Elliott Perkins '23, professor of History, said he thought teaching experience would be of great value to prospective Ph.D. candidates, and could also improve middle-group courses.
"In some cases meeting with young, alert people might be more helpful than listening to some old goat driveling away on the platform," he said. Perkins warned, however, that teaching fellows would require close supervision by senior Faculty members because "too much delegation of responsibility to inexperienced people could bring bad results."
Student Response Important
Perkins said he would use teaching fellows in his own course, History 142, next fall, and stated that the success of the program would be measured by student response. "Over the years the Harvard undergraduate has responded to things worth responding to," he stated.

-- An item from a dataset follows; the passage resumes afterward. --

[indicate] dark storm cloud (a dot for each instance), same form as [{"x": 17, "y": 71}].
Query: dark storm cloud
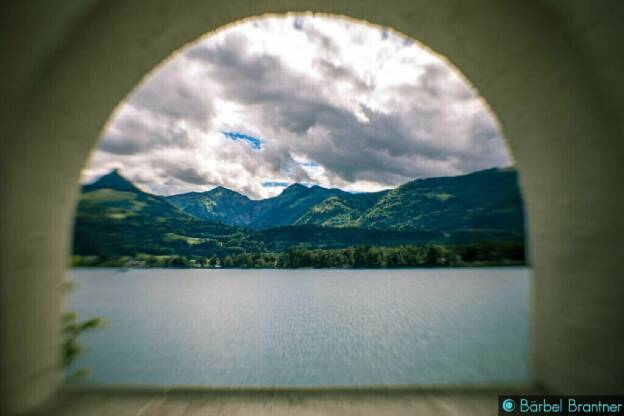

The Government Department voted last night "in principle" to join the History Department in extending long-term fellowship aid to its graduate students.
Dean Ford estimated yesterday that the expanded fellowship program would cost the University from $80,000 to $150,000 a year for each department that decides to adopt it.
The estimates are for five years from now, when the University would be footing the bill for tuition plus $1500 expenses for first and second year graduate students, as well as students in their final year of study. History students in their third and fourth years would be classed as teaching fellows and would be paid under that program.
John T. Dunlop, professor of Economics and department chairman, said the Ec department would consider some form of the History Department plan this fall, and would welcome the opportunity to offer long-term fellowships to its graduate students.
Ec Well Staffed
But he said the department would not want to tie fellowship aid to teaching requirements because middle group courses in Economics are already fairly well staffed with teaching fellows. "At present a very high proportion of our good students do teach," Dunlop said. "There is no shortage of teaching appointments for those I consider well qualified--in fact I've been pressed pretty hard to recruit the quality of staff I'd like to get."
Dunlop said he was opposed to the indiscriminate sectioning of middle group courses; to be valuable the section hour must be well planned and "must have an independent life of its own." "I'm somewhat opposed to the standard quiz section approach," he stated.